Council of Europe Convention on the Avoidance of Statelessness in Relation to State Succession
- Drafted: 15 March 2006
- Signed: 19 March 2006
- Location: Strasbourg
- Effective: 1 May 2009
- Condition: Ratification by 3 Council of Europe member states
- Parties: 7
- Depositary: Secretary General of the Council of Europe
- Citations: CETS 200
- Languages: English; French;

= Council of Europe Convention on the Avoidance of Statelessness in Relation to State Succession =

2006 treaty

The Council of Europe Convention on the Avoidance of Statelessness in Relation to State Succession is a treaty that aims to ensure that people are not left without a nationality when one or more states replace their state of nationality. Such cases occur when individuals lose the nationality of the replaced state but do not acquire that of any replacing state. This convention builds on the European Convention on Nationality to establish detailed rules to prevent these cases.

In response to a growing risk of statelessness from a "wave" of state succession in Eastern Europe in the 1990s and 2000s, the United Nations General Assembly encouraged states to consider developing legal instruments to regulate the ensuing issues of nationality. This treaty that was drafted and signed in March 2006 and became effective in May 2009 remains the only "positive response" to that encouragement to date.

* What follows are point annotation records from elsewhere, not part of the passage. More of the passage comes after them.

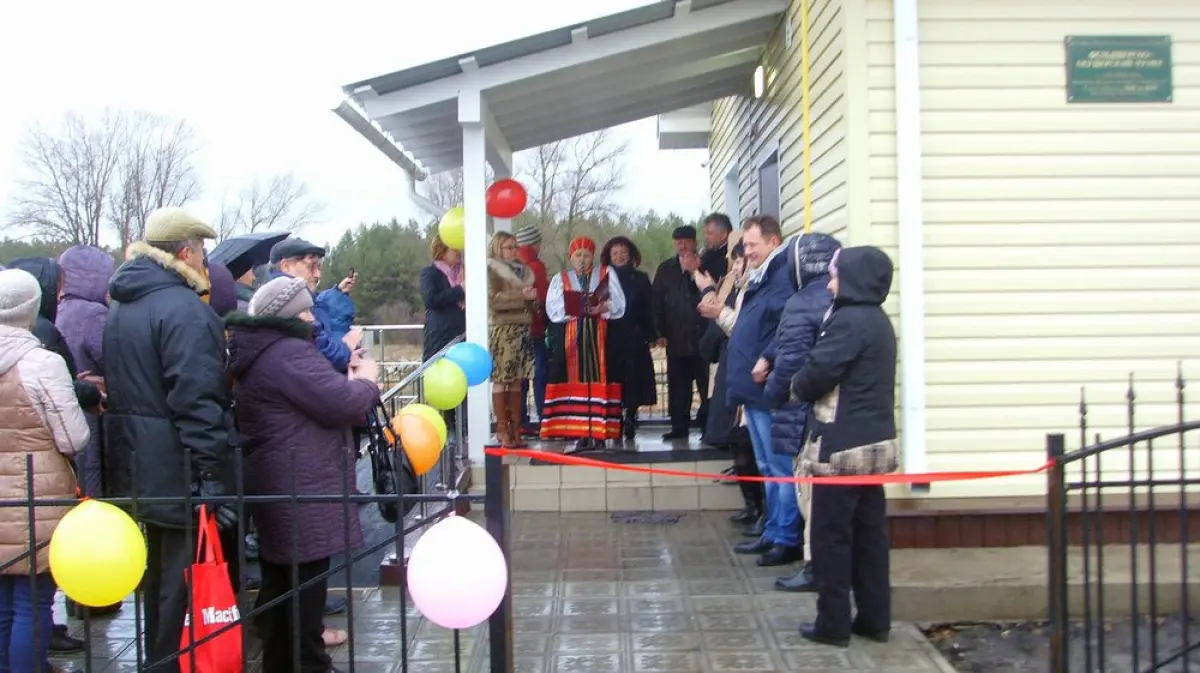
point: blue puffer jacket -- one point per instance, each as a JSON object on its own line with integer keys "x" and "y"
{"x": 809, "y": 258}
{"x": 333, "y": 348}
{"x": 754, "y": 332}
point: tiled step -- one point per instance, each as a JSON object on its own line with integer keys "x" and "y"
{"x": 569, "y": 488}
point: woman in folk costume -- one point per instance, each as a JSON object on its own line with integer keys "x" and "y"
{"x": 510, "y": 301}
{"x": 582, "y": 402}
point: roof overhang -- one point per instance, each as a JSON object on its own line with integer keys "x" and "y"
{"x": 646, "y": 61}
{"x": 687, "y": 128}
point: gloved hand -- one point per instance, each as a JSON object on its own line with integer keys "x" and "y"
{"x": 225, "y": 512}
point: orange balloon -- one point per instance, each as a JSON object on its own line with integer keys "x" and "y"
{"x": 420, "y": 442}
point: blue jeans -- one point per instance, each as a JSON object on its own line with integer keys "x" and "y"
{"x": 783, "y": 511}
{"x": 19, "y": 610}
{"x": 540, "y": 371}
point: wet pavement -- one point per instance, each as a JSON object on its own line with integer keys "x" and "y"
{"x": 595, "y": 596}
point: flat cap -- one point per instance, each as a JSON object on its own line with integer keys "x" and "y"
{"x": 172, "y": 224}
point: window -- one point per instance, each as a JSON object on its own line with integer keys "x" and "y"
{"x": 733, "y": 193}
{"x": 768, "y": 182}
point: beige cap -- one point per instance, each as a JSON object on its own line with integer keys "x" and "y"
{"x": 174, "y": 224}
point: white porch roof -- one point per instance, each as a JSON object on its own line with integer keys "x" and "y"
{"x": 651, "y": 60}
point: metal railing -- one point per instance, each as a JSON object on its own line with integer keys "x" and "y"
{"x": 1116, "y": 504}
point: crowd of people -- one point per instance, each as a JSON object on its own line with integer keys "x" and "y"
{"x": 791, "y": 334}
{"x": 171, "y": 377}
{"x": 168, "y": 379}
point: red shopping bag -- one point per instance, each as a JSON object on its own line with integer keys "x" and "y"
{"x": 213, "y": 607}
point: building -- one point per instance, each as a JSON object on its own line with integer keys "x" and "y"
{"x": 1044, "y": 241}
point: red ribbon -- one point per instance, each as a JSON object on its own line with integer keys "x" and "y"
{"x": 849, "y": 480}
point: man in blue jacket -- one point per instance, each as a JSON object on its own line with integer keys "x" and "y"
{"x": 809, "y": 257}
{"x": 768, "y": 284}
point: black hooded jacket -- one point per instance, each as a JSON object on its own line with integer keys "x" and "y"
{"x": 165, "y": 354}
{"x": 47, "y": 272}
{"x": 852, "y": 367}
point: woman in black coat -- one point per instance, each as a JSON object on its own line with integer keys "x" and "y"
{"x": 629, "y": 344}
{"x": 445, "y": 316}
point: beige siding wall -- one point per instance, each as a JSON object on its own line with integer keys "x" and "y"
{"x": 745, "y": 130}
{"x": 1062, "y": 240}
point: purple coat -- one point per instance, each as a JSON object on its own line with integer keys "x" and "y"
{"x": 294, "y": 414}
{"x": 81, "y": 320}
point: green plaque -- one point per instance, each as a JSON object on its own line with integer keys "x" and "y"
{"x": 1134, "y": 68}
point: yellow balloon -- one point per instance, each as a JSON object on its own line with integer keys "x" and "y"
{"x": 453, "y": 228}
{"x": 445, "y": 385}
{"x": 430, "y": 414}
{"x": 97, "y": 554}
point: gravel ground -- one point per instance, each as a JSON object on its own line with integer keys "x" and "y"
{"x": 1025, "y": 647}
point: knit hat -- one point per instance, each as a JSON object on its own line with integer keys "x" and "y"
{"x": 528, "y": 236}
{"x": 174, "y": 224}
{"x": 281, "y": 298}
{"x": 19, "y": 298}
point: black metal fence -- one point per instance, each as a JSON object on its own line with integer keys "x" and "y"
{"x": 1117, "y": 511}
{"x": 383, "y": 626}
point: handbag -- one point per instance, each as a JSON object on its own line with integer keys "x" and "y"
{"x": 390, "y": 470}
{"x": 213, "y": 607}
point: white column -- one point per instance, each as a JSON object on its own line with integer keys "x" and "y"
{"x": 910, "y": 205}
{"x": 474, "y": 176}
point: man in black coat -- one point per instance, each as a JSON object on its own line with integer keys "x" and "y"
{"x": 850, "y": 380}
{"x": 675, "y": 296}
{"x": 167, "y": 432}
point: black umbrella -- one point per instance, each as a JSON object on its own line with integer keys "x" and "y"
{"x": 245, "y": 252}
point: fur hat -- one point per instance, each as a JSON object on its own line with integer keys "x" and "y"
{"x": 19, "y": 298}
{"x": 282, "y": 298}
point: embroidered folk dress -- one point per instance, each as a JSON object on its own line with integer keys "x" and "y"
{"x": 581, "y": 400}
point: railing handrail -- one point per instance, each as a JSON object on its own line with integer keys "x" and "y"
{"x": 420, "y": 370}
{"x": 1128, "y": 440}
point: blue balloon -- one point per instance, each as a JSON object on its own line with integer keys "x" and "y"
{"x": 473, "y": 360}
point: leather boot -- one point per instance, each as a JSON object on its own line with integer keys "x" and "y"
{"x": 501, "y": 409}
{"x": 514, "y": 418}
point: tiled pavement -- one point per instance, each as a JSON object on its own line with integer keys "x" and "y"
{"x": 597, "y": 596}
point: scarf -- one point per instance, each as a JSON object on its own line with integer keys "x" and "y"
{"x": 453, "y": 274}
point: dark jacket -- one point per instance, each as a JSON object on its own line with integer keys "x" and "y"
{"x": 630, "y": 338}
{"x": 295, "y": 415}
{"x": 754, "y": 334}
{"x": 333, "y": 348}
{"x": 47, "y": 272}
{"x": 798, "y": 328}
{"x": 81, "y": 319}
{"x": 165, "y": 355}
{"x": 675, "y": 299}
{"x": 850, "y": 374}
{"x": 444, "y": 319}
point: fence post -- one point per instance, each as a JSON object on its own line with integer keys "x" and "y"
{"x": 496, "y": 515}
{"x": 1056, "y": 552}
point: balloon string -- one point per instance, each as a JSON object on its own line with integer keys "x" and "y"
{"x": 839, "y": 480}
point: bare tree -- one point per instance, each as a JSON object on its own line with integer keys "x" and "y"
{"x": 571, "y": 181}
{"x": 114, "y": 169}
{"x": 280, "y": 203}
{"x": 155, "y": 169}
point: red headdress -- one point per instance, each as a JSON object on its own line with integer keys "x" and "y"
{"x": 581, "y": 242}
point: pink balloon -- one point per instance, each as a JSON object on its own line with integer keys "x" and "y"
{"x": 457, "y": 574}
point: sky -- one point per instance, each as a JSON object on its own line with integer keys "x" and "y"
{"x": 257, "y": 78}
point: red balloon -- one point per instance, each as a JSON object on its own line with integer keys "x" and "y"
{"x": 505, "y": 198}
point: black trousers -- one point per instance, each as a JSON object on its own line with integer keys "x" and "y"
{"x": 683, "y": 372}
{"x": 850, "y": 551}
{"x": 744, "y": 464}
{"x": 283, "y": 637}
{"x": 169, "y": 553}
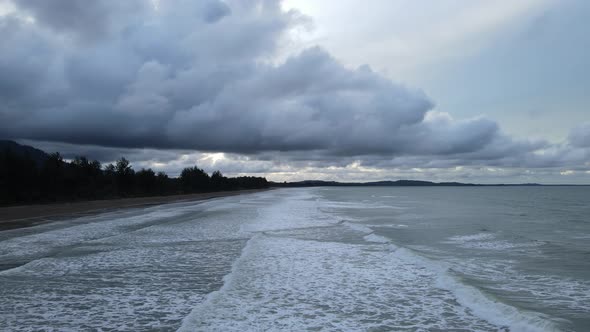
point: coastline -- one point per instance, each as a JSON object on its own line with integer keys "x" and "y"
{"x": 21, "y": 216}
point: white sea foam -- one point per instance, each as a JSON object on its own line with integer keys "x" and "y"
{"x": 472, "y": 237}
{"x": 288, "y": 284}
{"x": 481, "y": 305}
{"x": 376, "y": 238}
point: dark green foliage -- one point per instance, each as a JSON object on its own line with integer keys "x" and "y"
{"x": 24, "y": 179}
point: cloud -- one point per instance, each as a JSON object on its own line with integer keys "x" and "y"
{"x": 580, "y": 136}
{"x": 200, "y": 75}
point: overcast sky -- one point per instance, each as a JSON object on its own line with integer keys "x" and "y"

==Parties and signatories==

The treaty has seven states parties and two signatories that have not ratified. The states parties are Austria, Hungary, Luxembourg, Moldova, Montenegro, the Netherlands, and Norway. The signatories are Germany and Ukraine. All are members of the Council of Europe. In 2019, the Commissioner for Human Rights noted that many members had not joined international "instruments on statelessness and nationality", and "only seven" had joined this convention. The Commissioner urged members to do so as part of a campaign to eradicate statelessness.